Australia considers sugar tax

Australia is the latest country to join a growing number imposing a levy on sugary drinks to try and curb the rates of obesity

A report by the Grattan Institute, an Australian public policy think tank, called upon the government to introduce a 40 cent tax on every 100g of sugar in soft drinks, which would see the price of a 2l bottle of soft drink rise by about 80 cents.

The tax would raise about $500m a year, the report claimed. It would also trigger a 15% drop in the consumption of sugary drinks, it projects, as people switch to water and other drinks not subject to the tax.

“We recognise that a tax on sugary drinks is not a ‘silver bullet’ solution to the obesity epidemic – that would require numerous interventions at an individual and population-wide level,” the authors wrote.

“But it will address these third-party costs of obesity by reducing sugar intake from sugar-sweetened beverages.”

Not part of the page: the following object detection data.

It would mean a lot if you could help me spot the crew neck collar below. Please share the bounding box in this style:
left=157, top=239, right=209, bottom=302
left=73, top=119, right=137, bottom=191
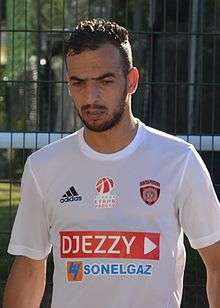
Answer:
left=78, top=119, right=143, bottom=161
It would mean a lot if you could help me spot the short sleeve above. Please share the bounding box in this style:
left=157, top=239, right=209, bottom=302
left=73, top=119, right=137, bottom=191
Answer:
left=177, top=146, right=220, bottom=249
left=8, top=159, right=51, bottom=260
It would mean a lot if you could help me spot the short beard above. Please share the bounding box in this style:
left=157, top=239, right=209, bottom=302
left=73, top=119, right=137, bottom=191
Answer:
left=76, top=90, right=127, bottom=133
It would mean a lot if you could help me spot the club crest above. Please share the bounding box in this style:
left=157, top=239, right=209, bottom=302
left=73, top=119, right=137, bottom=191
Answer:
left=140, top=180, right=160, bottom=206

More than 15 jurisdictions have already introduced a version of the sugar tax, including the United Kingdom, France and parts of the United States.

Though largely welcomed by health groups, the tax is not without controversy. The Australian Beverages association has argued that it is “not the answer”. Added sugar consumption is already in decline, it said, and soft drinks only constitute a small part of the average Australian diet. It also pointed to a similar tax in Mexico, which, despite having an impact on the sales of soft drinks, was affecting the country’s poorest disproportionately.

It argued that education, rather than taxation, was a more applicable way of improving the diets of the Australian population.